社内のデータは社内に物理サーバーを置いて管理しないとダメでしょうか?
総務、経理をしながらWindows Serverを管理させられてきた担当者が、行き着いた結論をまとめます。物理サーバーの維持に疲れてクラウド化を検討している中小企業の総務・情シス担当者、必見の内容です。
社内サーバーの問題とは

まず、社内サーバー(オンプレミス)の問題点を整理します。担当者として実際に運用してきて感じたのは、コスト・スペース・電力・セキュリティ・人材の5つに集約されます。
初期投資と維持費はどれくらいかかる?
物理サーバーを運用する際の初期投資と維持費は大きな負担です。
初期投資にはサーバー機器の購入費用のほか、設置・冷却システム・電源の冗長化に必要な費用が含まれます。中小企業にとっては、この時点で重い負担です。

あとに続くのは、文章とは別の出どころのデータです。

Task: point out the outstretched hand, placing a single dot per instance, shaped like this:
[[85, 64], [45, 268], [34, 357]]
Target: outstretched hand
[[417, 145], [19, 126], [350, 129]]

さらに物理サーバーは老朽化するため、定期的なメンテナンスが必要です。ハードウェアの修理や部品交換、ソフトウェアのアップデートやセキュリティ強化を継続的に行うことになり、運用フェーズでもコストが積み上がります。
設置スペースはどれだけ必要?
物理サーバーを社内に設置する場合、専用のサーバールーム(スペース)が必要になります。都市部では不動産コストが高騰しているため、この確保が経済的な負担になります。
加えて、サーバールームは適切な温度と湿度を維持するための冷却システムが不可欠です。過熱すると性能が低下し、最悪の場合は故障につながります。
そして、物理的なセキュリティ対策も必要です。不正アクセスや物理的な損害から保護するため、セキュリティカード・指紋認証システム・監視カメラなど、追加の投資が発生します。
電気代と熱問題はどう影響する?
サーバーは連続稼働するため、電力消費は膨大です。さらに大量の熱放出を冷却で打ち消す必要があり、ここでも電力を消費します。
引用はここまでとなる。